Transforming small moments of everyday life into something extraordinary, their humorous, colorful and absurd images have quickly brought the duo into spotlight, landing them an impressive client roster as well as press in publications such as Elle Magazine, Martha Stewart Living, VSCO and Buzzfeed.
Over a very shaky long-distance Skype call between Berlin and Jakarta, the duo shared their passion for photography and the hard work that goes behind each one of their images.
What did you do before launching the taable, and when did you launch?
Before launching the taable, we were keeping ourselves busy with university and doing a bit of freelance project here and there during our free-time. Towards the end of our tertiary studies we collaborated on a project together and saw the potential to take further this collaborative commitment and launched the taable as soon as we graduated on October 2014.
What does the taable stand for?
A table is where people come together and discuss ideas and that’s where inspiration begins, hence the name the taable. The double AA stands for art and aesthetic and as well as the initials of our name Axel and Amanda.
You have an impressive list of clients, do you remember how you got the first one? And how do you keep finding new ones?
The very first work we did was for one of our friends who was starting a Japanese restaurant, he asked us to shoot their menu and it all started from there. Luckily enough, our second client was actually Martha Stewart. They discovered us through one of our friends that worked with them and they asked us to shoot for one of their magazine color pages. That brought some exposure and these days we get also more exposure thanks to Instagram and different features on online magazines and blogs. So right now, luckily, we have a steady stream of clients and don’t have to do much marking to find new ones.
What was the biggest challenge you faced when starting your business?

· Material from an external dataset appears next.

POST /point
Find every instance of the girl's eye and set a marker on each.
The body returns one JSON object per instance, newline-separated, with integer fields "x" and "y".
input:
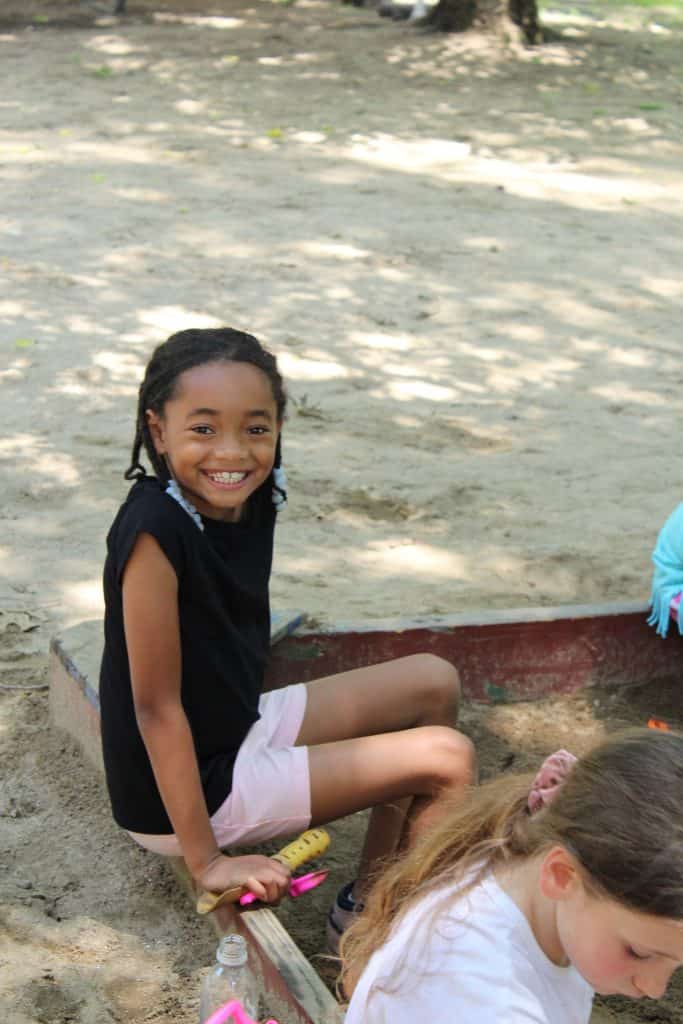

At the beginning it was hard to prove to clients that we were competent. We were not really comfortable selling ourselves and our services. Because we felt our age and level of experience at the time was perceived too early and made it difficult for us to be perceived as professionals in the industry. When you start out you don’t have much work to show so it’s really hard to prove clients that they can trust you. Another difficulty was setting the right prices. We didn’t know how much we should charge and it took us a while to set the right prices.
What are the three things you learned while starting/running your business?
We learnt the importance of having a balance between the creative and financial aspects of running a business, being flexible and believing in yourself and what you’re capable of.
What was the best business advice you were given and why did it stuck with you?
Sometimes when your resources are limited, your only choice is to work harder, or better you can choose to work smarter.
“Sometimes when your resources are limited, your only choice is to work harder, or better you can choose to work smarter.”
You have a very distinct style of photography and art direction, where do you take your inspiration from?
Our style developed over time, especially through personal projects. We love art, especially the work of Wayne Tebow and Rene Magritte. But inspiration come from everyday life.
Can you walk us through the creative process behind your latest shoot? What was the client brief and how did you come up with the final work?
Our latest shoot was for a local cosmetic brand that is just entering the market. Our creative process begins with a client’s brief where we then elaborated on the idea and share our thoughts together as a team, after the art direction is agreed upon we continue to develop a moodboard. We make sure that our clients can contribute to the moodboard as well. Production comes into play a few weeks before the shoot where we hunt down materials and properties as well as building the set designs needed for the project. For this particular shoot it took us 3 consecutive days and nights to complete the sets. The actual shoot took 2 sessions to complete.
A shoot session for a single project normally takes about a day, but everything from pre-production to post-production that are as equally as important can take up to a month.
What’s on your desk right now?
Laptop, The Alchemist book, a blue notebook, tea and freshly baked banana bread.
Who would you like to work/collaborate with?
We love the work of Sagmeister and Walsh and we also would love to get into the film industry and have the opportunity to art direct a moving picture.
What are your advices for somebody wanting to get into art direction?
Take inspiration and learn from everything there is to learn in this world because art isn’t just about paintings and design or music, it is about history, science, nature, life and everything else in between. Being aware of one’s surroundings helps to have a wider scope of life and .
What are your plans for the future?
We are now working on a book. It will be self-published and we are really excited about it. It’s taking a little longer than what we planned for but it’s just because we are really picky about the quality of the paper and it’s also not easy to find a really good printer around here. But now we are set on one printer and we look forward to publishing our first book.